1. The problem statement, all variables and given/known data
Definite integral, from 0 to 3, of Square root of 1+t^3.

2. Relevant equations
Tried substitution

3. The attempt at a solution
There should be a simple way to do this but I can't seem to figure it out. Tried the substitution and whatnot but couldn't reach an answer.

2. Jun 19, 2012

### algebrat

u-sub won't work because the derivative of the inside is not outside.

trig-sub won't work because it should be t^2.

You might try u^2=1+t^3, though I haven't tried it so no idea.

i would say maybe some extra special clever application of integration by parts, but i wouldn't bet on it.

How did the problem arise, are you sure this is the problem you are supposed to do?

Is it possible that using a computer is expected?

3. Jun 19, 2012

### NewtonianAlch

MAPLE output for both the definite and indefinite integral looks ridiculous with all kinds of special functions.

4. Jun 19, 2012

### Millennial

Same with Wolfram. This integral is not expressable in elementary terms (verified by Risch's algorithm.) It involves the elliptic integral function. If that is acceptable, you can do the problem; but it will still be ridiculously long.

5. Jun 19, 2012

### algebrat

As much as I have a warm place in my heart for MAPLE (created at UW?), I would just plug it in online at wolfram. It mentions something about the hypergeometric series, and about 7.3.

6. Jun 19, 2012

### NewtonianAlch

Haha yea, I use both to be honest, certain things are easier for me to find on MAPLE and in this instance I had it open already.

7. Jun 19, 2012

### limelightdevo

Well, the actual question is different from the question I asked. I didn't want to post the actual one because I partially solved it. Here it is though if there is in fact a different approach.
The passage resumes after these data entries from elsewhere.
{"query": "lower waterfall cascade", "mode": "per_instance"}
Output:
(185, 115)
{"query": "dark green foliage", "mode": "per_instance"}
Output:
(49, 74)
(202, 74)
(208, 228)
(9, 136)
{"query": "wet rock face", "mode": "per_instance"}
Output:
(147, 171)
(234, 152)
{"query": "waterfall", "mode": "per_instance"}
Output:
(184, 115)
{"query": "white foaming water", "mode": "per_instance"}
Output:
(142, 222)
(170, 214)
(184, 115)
I did find the derivative and was trying to get f^-1(0) by saying f^-1(0) = x so f(x) = 0, but couldn't solved the integral to be able to equal it to 0 to get x.

If f(x) = integral, from 3 to x , of square root of (1+t^3) dt, find (f^-1)'(0).

By the way, I would like to have the simplest and cleanest approach to this to be efficient.

Thanks

8. Jun 19, 2012

### Curious3141

Let $y = f(x) = \int_3^x \sqrt{1+t^3}dt$

Use the Fundamental Theorem of Calculus to figure out $\frac{dy}{dx} = f'(x)$

Now, if $y = f(x)$, then $f^{-1}(y) = x$ and ${(f^{-1})}'(y) = \frac{dx}{dy} = \frac{1}{\frac{dy}{dx}} = \frac{1}{f'(x)}$.

You're asked to determine ${(f^{-1})}'(0)$, so first figure out what (obvious) value of $x$ would make $y$ zero. The rest is trivial.